A source of sound $S$ is moving with a velocity of \[\text{50m/s}\] towards a stationary observer. The observer measures the frequency of the source as \[1000Hz\]. What will be the apparent frequency of the source when it is moving away from the observer after crossing him? (Take velocity of sound in air is $350m/s$)
\[\begin{align}
  & A.857Hz \\
 & B.807Hz \\
 & C.750Hz \\
 & D.1143Hz \\
\end{align}\]

Answer 1

Hint: Doppler Effect is the change in frequency when the position of the observer changes with respect to the source. However, here we are assuming that the velocity of the wave is constant during the interaction. Also, the wave is either approaching the observer or moving away from the observer, only.

Formula used:
$f=\left(\dfrac{c\pm v_{o}}{c\pm v_{s}}\right) f_{0}$, where, $f$ is the apparent frequency of the sound, $f_{0}$ is the actual or real frequency of the sound, $c$ is the speed of the sound wave and $v_{s},v_{o}$ is the speed of the moving source and observer respectively.

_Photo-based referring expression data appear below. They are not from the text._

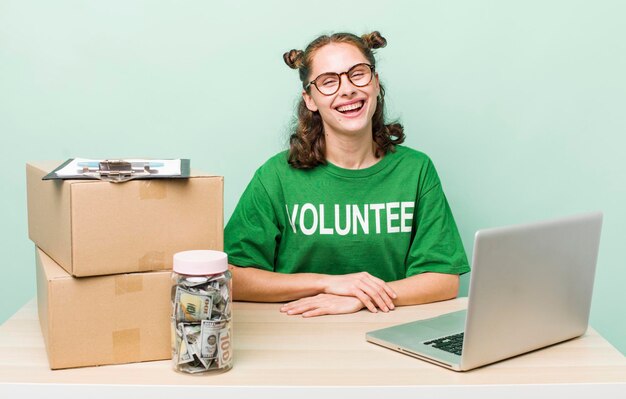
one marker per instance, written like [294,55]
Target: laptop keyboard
[451,343]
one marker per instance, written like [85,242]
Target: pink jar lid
[200,262]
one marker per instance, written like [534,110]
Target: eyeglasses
[328,83]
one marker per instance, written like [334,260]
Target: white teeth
[350,107]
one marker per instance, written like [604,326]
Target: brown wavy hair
[307,144]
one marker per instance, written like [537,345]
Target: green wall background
[521,104]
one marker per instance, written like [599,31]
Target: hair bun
[374,40]
[294,58]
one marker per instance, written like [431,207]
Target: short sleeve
[251,235]
[436,245]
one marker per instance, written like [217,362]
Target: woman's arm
[252,284]
[425,288]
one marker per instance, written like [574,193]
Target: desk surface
[273,349]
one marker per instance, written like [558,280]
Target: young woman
[347,218]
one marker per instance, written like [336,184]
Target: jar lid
[200,262]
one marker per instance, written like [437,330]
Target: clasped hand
[346,293]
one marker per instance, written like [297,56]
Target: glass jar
[201,312]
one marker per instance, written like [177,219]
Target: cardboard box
[102,320]
[92,227]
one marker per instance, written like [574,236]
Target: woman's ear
[309,102]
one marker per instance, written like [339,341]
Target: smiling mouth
[351,108]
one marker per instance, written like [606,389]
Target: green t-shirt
[391,220]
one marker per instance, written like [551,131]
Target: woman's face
[350,109]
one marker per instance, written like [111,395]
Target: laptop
[530,287]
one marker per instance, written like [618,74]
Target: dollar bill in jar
[201,312]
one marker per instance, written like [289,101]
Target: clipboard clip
[118,171]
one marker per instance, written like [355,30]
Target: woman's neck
[351,151]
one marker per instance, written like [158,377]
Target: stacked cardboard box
[104,254]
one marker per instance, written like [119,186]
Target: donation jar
[201,312]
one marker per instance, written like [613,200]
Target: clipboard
[119,170]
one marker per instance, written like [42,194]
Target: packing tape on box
[128,283]
[126,345]
[152,260]
[152,189]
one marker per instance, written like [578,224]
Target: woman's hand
[369,290]
[323,304]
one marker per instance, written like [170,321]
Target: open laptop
[530,287]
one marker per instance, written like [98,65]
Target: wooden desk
[278,355]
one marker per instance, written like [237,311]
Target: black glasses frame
[347,73]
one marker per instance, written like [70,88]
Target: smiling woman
[347,218]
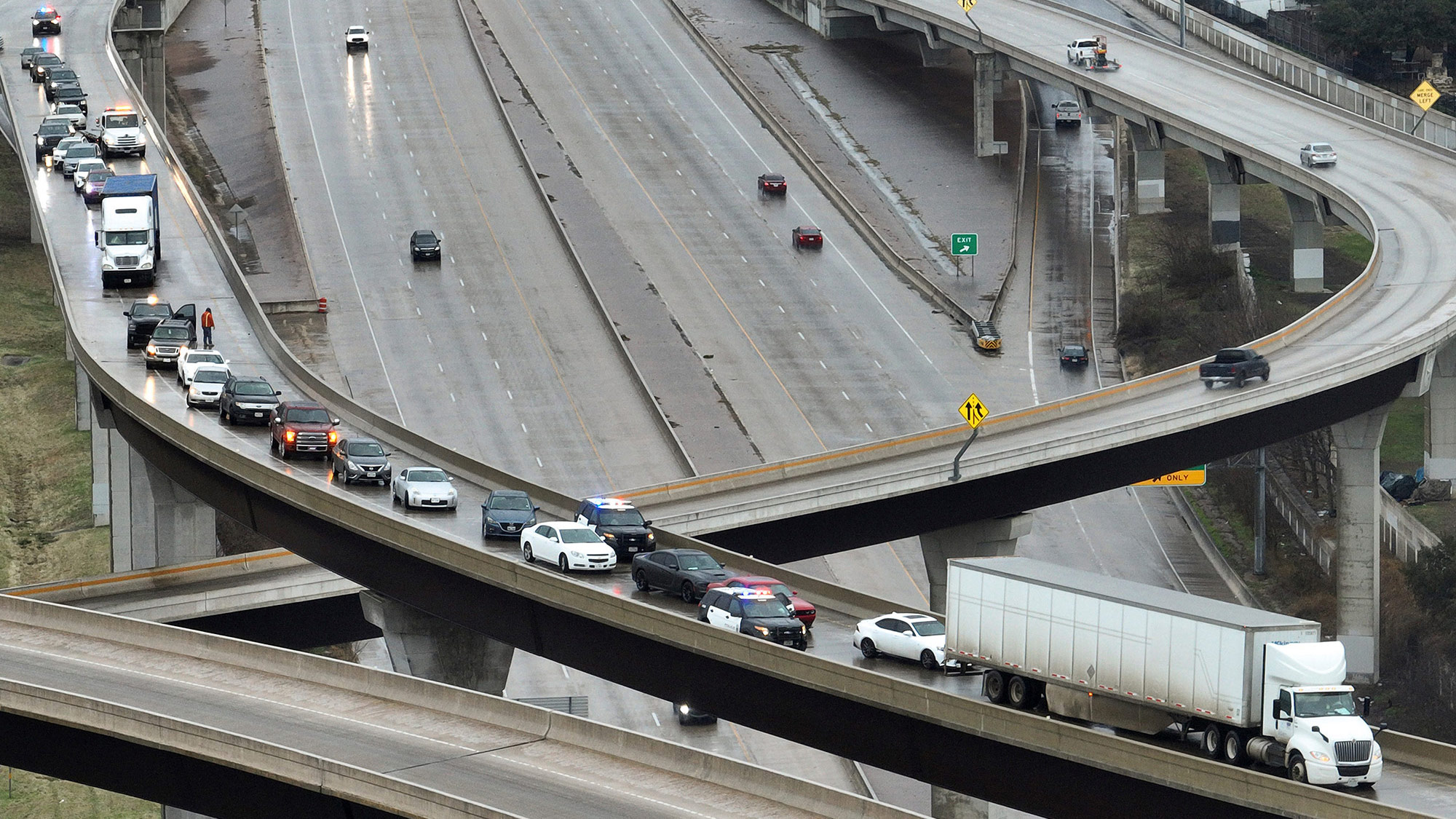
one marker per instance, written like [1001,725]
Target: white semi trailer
[1260,687]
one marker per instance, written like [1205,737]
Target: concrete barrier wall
[1313,78]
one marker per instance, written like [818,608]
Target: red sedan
[803,609]
[774,184]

Complete step-by-step answer:
Let us consider the given sound wave to travel at a speed $c=350m/s$. Given that the source is moving towards stationary observer at a velocity of \[\text{50m/s}\], then the speed of the observer is $v_{o}=0m/s$, and the speed of the source with respect to the observer is $v_{s}=+50m/s$, as the source is moving towards observer.
Also given that the apparent or observed frequency of the sound wave is $f=1000Hz.$
From Doppler’s law we know $f=\left(\dfrac{c\pm v_{o}}{c\pm v_{s}}\right) f_{0}$
Here, the Doppler’s law will become $f=\left(\dfrac{c}{c-v_{s}}\right) f_{0}$, as the source is moving towards the stationary observer .
Now substituting the values, we get
$1000=\left(\dfrac{350}{350-50}\right)f_{0}$
$\Rightarrow f_{0}=1000\left(\dfrac{300}{350}\right)$
$\Rightarrow f_{0}=875Hz$
Now the if the source moves past the observer, with $f_{0}=875Hz$, then the frequency of the new wave is given as $f\prime =\left(\dfrac{c}{c+v_{s}}\right)f_{0}$
Substituting, we get,
$f\prime=\left(\dfrac{350}{350+50}\right)\times 875=\left(\dfrac{350}{400}\right)\times 875=750Hz$

So, the correct answer is “Option c”.

Note: Doppler law is used only when the speed of the source and the observer are both less than the speed of the sound wave in the medium. Then clearly the relative frequency of a moving source or observer or both, is lesser than the frequency of the sound wave. This law can be extended to any waves.